Let $f: [0,1] \rightarrow \mathbb{R}$ be a $C^1$ function. By the mean value theorem, we have, for every $x,y \in [0,1]$ the following inequality
$$|f(x) - f(y)| \leq \max_{0\leq z \leq 1}|f'(z)||x-y|\ .$$
Is it true that, if we have $x < y \in [0,1]$ such that equality holds, then $$f'(\xi) = \max_{x\leq z \leq y}|f'(z)|, \quad \forall \xi \in [x,y] \ ,$$
that is, $f'$ is constant on $[x,y] \subset [0,1]$?
On
Suppose you have equality for $0 \le x < y \le 1$. Multiplying by $-1$ if necessary we can assume that $f(y) > f(x)$. Write $M = \max_{x\le z \le y} |f'(z)|$. Then $$ |f(y) - f(x)| = f(y) - f(x) = \int_x^y f'(z) dz = \int_x^y (f'(z) -M)dz + \int_x^y M dz \\ = \int_x^y (f'(z) -M)dz + M|y-x|. $$ Due to the assumed equality we then know that $$ 0 = \int_x^y (f'(z) -M)dz, $$ but since $f' - M$ is continuous and nonpositive we deduce that $f'(z) = M$ for $z \in (x,y)$ and hence that $f$ is linear in this region.
You can use Taylor-integral formula : $f(y)=f(x)+\int_x^y f'(t)dt$
Now let's call $M=\max\limits_{x\le z\le y}|f'(z)|$ and suppose we have $\frac{f(y)-f(x)}{y-x}=M$ for some $x,y$.

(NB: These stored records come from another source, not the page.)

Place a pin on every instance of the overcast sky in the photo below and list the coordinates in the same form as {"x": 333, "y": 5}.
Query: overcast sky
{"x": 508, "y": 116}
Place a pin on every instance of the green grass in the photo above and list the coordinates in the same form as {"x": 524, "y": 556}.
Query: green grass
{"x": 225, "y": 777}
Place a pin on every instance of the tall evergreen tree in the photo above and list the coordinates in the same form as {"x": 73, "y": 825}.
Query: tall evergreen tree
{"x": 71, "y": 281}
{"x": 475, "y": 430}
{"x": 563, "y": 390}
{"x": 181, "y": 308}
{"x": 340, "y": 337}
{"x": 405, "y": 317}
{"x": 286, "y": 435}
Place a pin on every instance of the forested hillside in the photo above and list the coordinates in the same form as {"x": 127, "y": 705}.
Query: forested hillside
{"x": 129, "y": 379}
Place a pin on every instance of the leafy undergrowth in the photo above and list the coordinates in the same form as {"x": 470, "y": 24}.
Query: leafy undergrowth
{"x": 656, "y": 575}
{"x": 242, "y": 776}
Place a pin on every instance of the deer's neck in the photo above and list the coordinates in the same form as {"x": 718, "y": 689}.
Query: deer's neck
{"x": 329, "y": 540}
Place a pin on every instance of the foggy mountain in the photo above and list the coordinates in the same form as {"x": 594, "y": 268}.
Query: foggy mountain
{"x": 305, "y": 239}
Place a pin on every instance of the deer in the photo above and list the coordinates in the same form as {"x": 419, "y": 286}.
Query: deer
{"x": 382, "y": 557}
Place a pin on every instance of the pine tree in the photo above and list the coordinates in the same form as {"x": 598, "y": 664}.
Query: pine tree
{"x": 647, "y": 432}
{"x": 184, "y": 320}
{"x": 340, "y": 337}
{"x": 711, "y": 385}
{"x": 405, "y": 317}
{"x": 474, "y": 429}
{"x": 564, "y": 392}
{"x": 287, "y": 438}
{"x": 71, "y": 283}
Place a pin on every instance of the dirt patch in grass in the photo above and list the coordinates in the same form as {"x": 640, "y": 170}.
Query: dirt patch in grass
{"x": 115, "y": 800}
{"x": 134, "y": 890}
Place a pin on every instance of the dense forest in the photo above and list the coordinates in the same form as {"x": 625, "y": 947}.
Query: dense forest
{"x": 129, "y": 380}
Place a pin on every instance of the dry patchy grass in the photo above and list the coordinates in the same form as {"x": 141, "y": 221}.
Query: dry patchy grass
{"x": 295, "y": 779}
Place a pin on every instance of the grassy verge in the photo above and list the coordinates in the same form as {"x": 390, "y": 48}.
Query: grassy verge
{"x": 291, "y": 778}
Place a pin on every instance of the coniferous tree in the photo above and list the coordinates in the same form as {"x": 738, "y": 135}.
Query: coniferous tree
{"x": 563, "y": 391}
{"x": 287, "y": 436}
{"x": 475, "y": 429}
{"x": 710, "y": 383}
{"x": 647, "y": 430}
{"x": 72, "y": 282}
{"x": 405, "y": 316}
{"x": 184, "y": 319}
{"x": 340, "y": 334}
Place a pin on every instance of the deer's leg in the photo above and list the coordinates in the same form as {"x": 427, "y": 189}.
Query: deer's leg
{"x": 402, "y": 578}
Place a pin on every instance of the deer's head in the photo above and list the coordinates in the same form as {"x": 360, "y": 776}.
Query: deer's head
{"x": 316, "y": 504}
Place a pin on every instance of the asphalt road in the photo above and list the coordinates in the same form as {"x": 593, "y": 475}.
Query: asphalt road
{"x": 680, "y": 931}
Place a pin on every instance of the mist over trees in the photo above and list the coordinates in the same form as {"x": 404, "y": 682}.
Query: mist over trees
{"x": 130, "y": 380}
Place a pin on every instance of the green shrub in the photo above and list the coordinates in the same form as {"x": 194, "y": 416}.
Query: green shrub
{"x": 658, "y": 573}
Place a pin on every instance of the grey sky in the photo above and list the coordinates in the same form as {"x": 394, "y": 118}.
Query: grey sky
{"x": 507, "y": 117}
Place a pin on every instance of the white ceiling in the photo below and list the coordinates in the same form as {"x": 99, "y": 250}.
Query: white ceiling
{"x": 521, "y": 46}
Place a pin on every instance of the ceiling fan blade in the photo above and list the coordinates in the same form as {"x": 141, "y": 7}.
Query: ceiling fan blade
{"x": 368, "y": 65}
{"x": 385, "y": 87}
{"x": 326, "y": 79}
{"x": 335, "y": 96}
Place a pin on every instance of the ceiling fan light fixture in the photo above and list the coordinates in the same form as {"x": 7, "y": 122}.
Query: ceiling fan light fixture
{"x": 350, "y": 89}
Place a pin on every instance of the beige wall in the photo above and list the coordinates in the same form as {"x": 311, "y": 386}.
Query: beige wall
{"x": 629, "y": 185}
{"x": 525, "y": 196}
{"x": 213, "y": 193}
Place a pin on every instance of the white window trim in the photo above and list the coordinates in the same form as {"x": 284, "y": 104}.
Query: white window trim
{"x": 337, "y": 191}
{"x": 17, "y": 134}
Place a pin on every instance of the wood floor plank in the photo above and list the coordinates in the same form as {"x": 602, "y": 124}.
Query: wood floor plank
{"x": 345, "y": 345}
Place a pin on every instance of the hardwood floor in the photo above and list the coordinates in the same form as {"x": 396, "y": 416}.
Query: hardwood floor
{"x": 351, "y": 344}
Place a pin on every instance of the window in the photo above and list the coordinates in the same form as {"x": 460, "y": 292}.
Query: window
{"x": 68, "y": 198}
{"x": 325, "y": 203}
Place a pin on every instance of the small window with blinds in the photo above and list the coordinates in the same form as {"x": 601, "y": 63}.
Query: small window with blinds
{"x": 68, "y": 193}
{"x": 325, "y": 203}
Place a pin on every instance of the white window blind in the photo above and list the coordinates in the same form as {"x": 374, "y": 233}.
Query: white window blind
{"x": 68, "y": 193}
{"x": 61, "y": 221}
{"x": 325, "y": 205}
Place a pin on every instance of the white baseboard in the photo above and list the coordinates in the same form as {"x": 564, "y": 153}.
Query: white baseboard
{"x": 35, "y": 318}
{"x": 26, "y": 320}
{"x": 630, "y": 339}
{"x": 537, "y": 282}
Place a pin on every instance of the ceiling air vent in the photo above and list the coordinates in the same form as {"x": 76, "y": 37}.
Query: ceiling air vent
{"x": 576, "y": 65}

Then we have $0=f(y)-f(x)-\int_x^y f'(t)dt=M(y-x)-\int_x^y f'(t)dt=\int_x^y \big(M-f'(t)\big)dt$
But $M-f'(t)\ge 0$ for any $t\in[x,y]$ by definition of $M$.
We conclude that the integral can be null only if $f'(t)=M$ almost everywhere on $[x,y]$ (i.e. $\forall t\in[x,y]\setminus A$ where $\mu(A)=0$)
But you stated that $f$ is $C^1$ so by continuity $f'$ is constant on whole $[x,y]$.